Guns and common sense

The next phase for the US nuclear deterrent has been held up now for nearly three years for one simple reason. The proposals which came out of the Pentagon failed to sound like common sense to the laymen in Congress.

The new proposals which came out on Monday of this week from a bipartisan presidential commission have an excellent chance of being accepted by Congress (and thus of getting the deterrent program going again), for the simple reason that they sound like common sense.

One reason they sound like sense is because the commission and its panel of senior counselors included several seasoned politicians as well as a number of Democrats. This was not a cluster of generals and admirals making up a Santa Claus wish list for the Pentagon.

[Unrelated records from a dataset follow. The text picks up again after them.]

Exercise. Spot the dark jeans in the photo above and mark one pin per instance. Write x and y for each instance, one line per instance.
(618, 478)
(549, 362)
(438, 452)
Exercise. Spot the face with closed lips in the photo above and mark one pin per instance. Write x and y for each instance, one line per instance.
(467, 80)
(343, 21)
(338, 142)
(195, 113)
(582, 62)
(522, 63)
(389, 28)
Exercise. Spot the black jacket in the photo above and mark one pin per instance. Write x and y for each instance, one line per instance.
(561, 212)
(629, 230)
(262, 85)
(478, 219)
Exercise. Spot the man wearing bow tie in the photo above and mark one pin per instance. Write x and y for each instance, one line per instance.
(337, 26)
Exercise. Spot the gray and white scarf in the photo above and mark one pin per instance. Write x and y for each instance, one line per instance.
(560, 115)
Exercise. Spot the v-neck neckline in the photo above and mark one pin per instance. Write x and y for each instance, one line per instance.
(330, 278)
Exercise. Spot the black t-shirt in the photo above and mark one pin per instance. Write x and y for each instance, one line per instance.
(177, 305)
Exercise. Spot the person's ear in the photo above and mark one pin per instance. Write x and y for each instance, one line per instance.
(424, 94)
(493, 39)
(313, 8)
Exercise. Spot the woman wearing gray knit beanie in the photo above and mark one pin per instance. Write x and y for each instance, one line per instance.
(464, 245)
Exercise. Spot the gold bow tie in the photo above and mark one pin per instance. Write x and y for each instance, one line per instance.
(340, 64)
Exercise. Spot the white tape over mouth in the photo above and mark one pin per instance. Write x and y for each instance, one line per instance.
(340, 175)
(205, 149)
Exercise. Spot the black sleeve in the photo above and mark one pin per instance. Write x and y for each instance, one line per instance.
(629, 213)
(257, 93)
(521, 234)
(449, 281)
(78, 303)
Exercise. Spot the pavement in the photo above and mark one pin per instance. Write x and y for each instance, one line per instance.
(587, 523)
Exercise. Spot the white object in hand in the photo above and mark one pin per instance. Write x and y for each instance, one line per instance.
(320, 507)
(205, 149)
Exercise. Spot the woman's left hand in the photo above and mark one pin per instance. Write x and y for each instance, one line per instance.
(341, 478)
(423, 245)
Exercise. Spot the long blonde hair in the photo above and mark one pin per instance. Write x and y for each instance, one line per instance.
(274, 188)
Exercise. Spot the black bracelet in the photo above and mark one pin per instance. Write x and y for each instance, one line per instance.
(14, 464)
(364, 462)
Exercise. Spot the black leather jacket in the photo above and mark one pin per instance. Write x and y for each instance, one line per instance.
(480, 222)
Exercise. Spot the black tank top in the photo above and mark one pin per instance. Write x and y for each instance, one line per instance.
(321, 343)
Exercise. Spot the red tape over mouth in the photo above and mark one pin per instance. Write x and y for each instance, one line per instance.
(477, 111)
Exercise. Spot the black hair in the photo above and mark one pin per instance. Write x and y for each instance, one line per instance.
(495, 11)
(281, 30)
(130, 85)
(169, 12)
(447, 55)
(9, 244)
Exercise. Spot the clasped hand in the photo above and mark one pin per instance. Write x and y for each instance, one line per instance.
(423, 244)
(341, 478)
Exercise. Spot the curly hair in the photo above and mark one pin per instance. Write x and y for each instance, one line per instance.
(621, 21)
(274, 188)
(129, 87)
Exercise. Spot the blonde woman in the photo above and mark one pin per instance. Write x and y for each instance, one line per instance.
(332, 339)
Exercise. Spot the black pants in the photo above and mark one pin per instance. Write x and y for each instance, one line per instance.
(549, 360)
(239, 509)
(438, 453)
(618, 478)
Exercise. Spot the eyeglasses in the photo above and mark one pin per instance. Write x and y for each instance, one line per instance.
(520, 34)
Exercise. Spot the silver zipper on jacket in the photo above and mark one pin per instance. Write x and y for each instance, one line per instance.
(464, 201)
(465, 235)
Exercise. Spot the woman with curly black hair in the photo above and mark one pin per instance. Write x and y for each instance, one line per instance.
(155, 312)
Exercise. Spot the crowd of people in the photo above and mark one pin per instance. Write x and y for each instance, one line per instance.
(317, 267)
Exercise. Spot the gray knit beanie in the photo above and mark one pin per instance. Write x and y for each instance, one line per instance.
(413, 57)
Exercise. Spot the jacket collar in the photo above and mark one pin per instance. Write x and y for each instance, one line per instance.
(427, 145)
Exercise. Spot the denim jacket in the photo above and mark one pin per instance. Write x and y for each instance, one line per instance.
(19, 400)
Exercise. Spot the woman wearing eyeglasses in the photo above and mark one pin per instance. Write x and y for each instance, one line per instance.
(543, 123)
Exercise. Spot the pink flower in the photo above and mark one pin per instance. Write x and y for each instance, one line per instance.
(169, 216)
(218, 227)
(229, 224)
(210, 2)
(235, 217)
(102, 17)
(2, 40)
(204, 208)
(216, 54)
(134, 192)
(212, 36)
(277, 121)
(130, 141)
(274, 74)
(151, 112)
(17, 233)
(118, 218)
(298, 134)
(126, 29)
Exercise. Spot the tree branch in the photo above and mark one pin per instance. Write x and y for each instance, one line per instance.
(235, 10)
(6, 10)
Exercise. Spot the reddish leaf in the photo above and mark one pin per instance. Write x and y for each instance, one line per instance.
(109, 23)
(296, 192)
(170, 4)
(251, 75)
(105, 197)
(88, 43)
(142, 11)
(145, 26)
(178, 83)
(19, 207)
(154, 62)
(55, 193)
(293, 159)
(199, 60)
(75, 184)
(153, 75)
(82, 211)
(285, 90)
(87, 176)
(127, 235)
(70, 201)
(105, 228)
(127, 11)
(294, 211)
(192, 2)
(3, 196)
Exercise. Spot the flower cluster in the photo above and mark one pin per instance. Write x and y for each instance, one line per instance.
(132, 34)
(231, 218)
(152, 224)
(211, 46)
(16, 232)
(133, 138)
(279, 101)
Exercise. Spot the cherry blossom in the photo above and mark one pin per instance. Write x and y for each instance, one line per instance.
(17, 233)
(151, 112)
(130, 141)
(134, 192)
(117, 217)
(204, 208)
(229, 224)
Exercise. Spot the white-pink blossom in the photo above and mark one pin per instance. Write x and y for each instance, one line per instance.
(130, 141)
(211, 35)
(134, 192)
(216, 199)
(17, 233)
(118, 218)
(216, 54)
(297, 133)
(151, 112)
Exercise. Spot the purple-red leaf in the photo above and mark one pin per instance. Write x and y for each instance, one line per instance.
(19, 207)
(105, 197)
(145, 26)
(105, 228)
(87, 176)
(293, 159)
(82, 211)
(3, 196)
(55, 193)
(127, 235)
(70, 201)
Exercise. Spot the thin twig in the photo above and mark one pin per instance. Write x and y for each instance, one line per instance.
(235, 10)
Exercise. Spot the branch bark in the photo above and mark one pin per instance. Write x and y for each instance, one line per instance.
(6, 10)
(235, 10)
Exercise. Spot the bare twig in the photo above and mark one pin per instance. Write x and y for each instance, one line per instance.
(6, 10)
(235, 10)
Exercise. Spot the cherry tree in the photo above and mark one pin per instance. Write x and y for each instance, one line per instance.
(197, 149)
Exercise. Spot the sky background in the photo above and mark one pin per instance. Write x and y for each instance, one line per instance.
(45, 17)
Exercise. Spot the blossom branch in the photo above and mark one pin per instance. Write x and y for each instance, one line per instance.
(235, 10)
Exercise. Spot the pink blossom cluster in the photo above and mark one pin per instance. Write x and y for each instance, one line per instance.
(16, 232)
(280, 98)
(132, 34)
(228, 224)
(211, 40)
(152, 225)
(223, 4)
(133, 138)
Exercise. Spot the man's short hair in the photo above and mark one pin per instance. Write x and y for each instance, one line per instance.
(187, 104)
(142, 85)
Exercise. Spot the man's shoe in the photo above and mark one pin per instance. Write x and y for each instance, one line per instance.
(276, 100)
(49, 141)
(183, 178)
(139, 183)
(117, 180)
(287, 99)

It included three Republican former secretaries of defense, Melvin Laird, Donald Rumsfeld, and James Schlesinger. Democrats included Harold Brown, who was Jimmy Carter's secretary of defense, and Lloyd Cutler, a leading Washington lawyer usually consulted (sometimes too late) by Democrats in any kind of trouble.

The average Democrat in Congress will have confidence in a program which has been marked approved by both Harold Brown and Lloyd Cutler.

Pre-Reagan Republicans are likely to be impressed by a program which has been approved by men who worked under Richard Nixon and Gerald Ford.

The group was bipartisan in the double sense that it included Democrats, Republicans, and also pre-Reagan Republicans.

It was sensible to set it up that way. It took the decision on strategic weapons out of the political arena. And the men who were so prudently selected were also prudent in their proposals. They did not make a single proposal which is going to seem wild or woolly or irrational to a layman in such matters.

The original Pentagon proposal when Mr. Carter was President got itself blown out of the water on grounds of plausibility. That plan, nicknamed ''the race track,'' called for paving vast areas of Western desert with concrete highways and building, also at vast expense, a series of shelters or launching pads which could be closed over.

The idea was to trundle the big, 100-ton MX missiles around the race track from one pad to another at night, letting the Soviets guess which cover concealed the missile. The proposal overlooked the fact that the Mormons who largely own and politically control Utah, and some of Nevada, did not like the idea of their homeland being paved over and covered up - and thus inviting Soviet attention.

It was political stupidity to propose a plan for Utah and Nevada which would not be acceptable to the Mormons.

Next came the ''dense pack'' under Mr. Reagan.

The more the Congress heard about ''dense pack'' the less plausible it sounded. No matter how sensible the experts said it was, it didn't make sense to a nonexpert.

One more idea like that would have meant the end of MX.

So what are we offered now?

The bipartisan commission thinks that building 100 of the new MX missiles, which can soon be ready for deployment, makes some interim sense. They are designed to fit into the silos which now house Minuteman missiles. So put them into existing silos. No new silos need to be built. That saves something like $5 billion over the next four or five years.

But everyone knows that with the increasing accuracy of the new generation of missiles the fixed silo is becoming increasingly vulnerable. The best way to reduce vulnerability is to make the missile mobile. So the commission proposes an immediate research and development program aimed at perfecting an entirely new generation of mobile missiles.

The goal for the ''R and D'' people is to be a missile of only 15 tons with a single, but highly accurate, warhead. They want this new weapon to be ready for deployment in the early part of the next decade. They figure on ten years to get it operational. They propose that the US immediately start talking to the Soviets with the purpose of getting new agreements. They think that single-warhead weapons will make for easier negotiations, not harder.

They believe that single-warhead missiles which are mobile and hence less vulnerable mean greater security, and greater stability. Hence they think that, if the Soviets would also go in that direction, the chances for limiting the numbers and sizes would improve.

It all sounds good to the laymen. The Pentagon may dislike it, but smaller weapons which are less expensive and less vulnerable and could make an agreement (in theory) easier with the Soviets are just what is needed - if Congress is to approve of any MXs at all. Sensible and experienced politicians helped to draft this plan - and its presentation.